Staying in Europe Over 90 Days: How I Do It

This post was last updated on May 11, 2024.

So you want to be a digital nomad in Europe. Great! Me too. But for Americans and most other non-EU citizens, this move comes with complications. Staying in Europe over 90 days is tricky without an EU passport.

That’s because of the rules of the Schengen Zone – you can only stay in most of the EU on a tourist visa for 90 days within a 180-day period. So if you spend three months in Greece, you can’t hop over to France, or Germany, or the vast majority of EU countries. 

That’s a big cramp in the digital nomad lifestyle! So how can you stay in Europe over 90 days? There’s not one easy answer, and it gets pretty complicated to figure out the first few times you do this (legally, anyways). But with some careful planning, it can be done and you’ll have a great time doing it too. 

Here’s my strategy. 

What is the Schengen Zone?

Americans and citizens of many non-EU countries, like Canada and the UK, can come to the Schengen Zone of Europe for 90 days in a 180-day period without having to apply for a visa if you’re a tourist. Sound simple? 

Well, it’s not. Figuring out what countries are in the Schengen Zone is not intuitive. It comprises most EU countries, but not all of them. And a few non-EU countries are in there too.

Schengen Zone Countries

Czech RepublicDenmarkEstoniaFinland

The big things to note are that despite being in the EU, Ireland and Cyprus are not in the Schengen Zone. Norway, Iceland, and Switzerland are not in the EU, but they are in the Schengen Zone. 

I know. It’s a lot. But don’t worry, after a few months as a border hopper, you will have the Schengen Zone map memorized! 

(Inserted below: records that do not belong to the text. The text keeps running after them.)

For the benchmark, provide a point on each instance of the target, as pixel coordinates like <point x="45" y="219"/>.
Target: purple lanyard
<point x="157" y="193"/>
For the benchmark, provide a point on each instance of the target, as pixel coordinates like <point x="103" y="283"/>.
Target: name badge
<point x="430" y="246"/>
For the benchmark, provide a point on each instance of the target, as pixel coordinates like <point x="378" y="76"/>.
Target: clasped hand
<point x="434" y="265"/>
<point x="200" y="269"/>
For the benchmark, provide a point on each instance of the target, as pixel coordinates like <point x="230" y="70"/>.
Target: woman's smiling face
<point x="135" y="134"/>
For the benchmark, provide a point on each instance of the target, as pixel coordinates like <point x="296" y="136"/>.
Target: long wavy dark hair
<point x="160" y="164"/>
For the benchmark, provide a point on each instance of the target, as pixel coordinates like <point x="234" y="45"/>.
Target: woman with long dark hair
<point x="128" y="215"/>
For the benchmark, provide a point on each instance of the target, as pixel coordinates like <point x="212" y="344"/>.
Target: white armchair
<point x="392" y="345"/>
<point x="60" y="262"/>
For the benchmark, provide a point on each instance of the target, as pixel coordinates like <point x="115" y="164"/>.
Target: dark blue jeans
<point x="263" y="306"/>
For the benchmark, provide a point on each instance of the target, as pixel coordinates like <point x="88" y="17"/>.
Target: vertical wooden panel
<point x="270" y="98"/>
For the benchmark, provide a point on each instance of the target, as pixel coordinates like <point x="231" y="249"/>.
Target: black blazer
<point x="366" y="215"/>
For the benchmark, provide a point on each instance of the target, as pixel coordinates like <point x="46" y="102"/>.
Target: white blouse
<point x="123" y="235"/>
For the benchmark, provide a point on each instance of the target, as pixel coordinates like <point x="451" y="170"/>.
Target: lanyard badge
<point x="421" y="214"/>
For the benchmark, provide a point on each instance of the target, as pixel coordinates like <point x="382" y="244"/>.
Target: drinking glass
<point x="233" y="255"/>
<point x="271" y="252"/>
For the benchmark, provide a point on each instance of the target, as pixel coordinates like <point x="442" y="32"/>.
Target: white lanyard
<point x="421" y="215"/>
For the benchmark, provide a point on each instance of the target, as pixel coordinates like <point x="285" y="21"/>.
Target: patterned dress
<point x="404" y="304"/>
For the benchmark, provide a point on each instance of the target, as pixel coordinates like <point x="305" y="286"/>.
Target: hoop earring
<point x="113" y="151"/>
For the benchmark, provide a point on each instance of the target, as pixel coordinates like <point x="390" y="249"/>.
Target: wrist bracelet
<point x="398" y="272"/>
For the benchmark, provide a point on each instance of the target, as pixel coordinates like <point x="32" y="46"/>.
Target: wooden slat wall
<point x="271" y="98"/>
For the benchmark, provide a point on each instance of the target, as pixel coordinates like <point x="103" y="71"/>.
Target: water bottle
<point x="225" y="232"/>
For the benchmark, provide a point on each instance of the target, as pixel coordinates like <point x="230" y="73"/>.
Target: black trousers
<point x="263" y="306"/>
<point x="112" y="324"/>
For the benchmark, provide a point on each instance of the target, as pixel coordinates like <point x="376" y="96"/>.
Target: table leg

Related: What to Pack as a Digital Nomad

Pros and Cons of the Schengen Zone

The Schengen Zone is great in many ways. It offers border-free travel within many parts of Europe.

That’s why you can hop from Spain to Portugal without ever pulling out your passport, which is fabulous when you’re on a short vacation. It’s also easy if you’re an EU citizen or resident.

And Americans and many others are eligible for an automatic 90-day stay upon arrival, no other requirements needed. We’re very fortunate in that way. 

Digital nomad on the Scotland-England border at Coldstream
Why go back home when you can go to England instead?

But if you’re an American who wants to live long-term in Europe without applying for a country-specific visa or residence, it’s a pain.

That’s because it limits your options for staying—since you can’t just head to another EU country to reset your time after chilling in Amsterdam for three months. You need to leave the whole zone for a full 90 days, which limits your European options. 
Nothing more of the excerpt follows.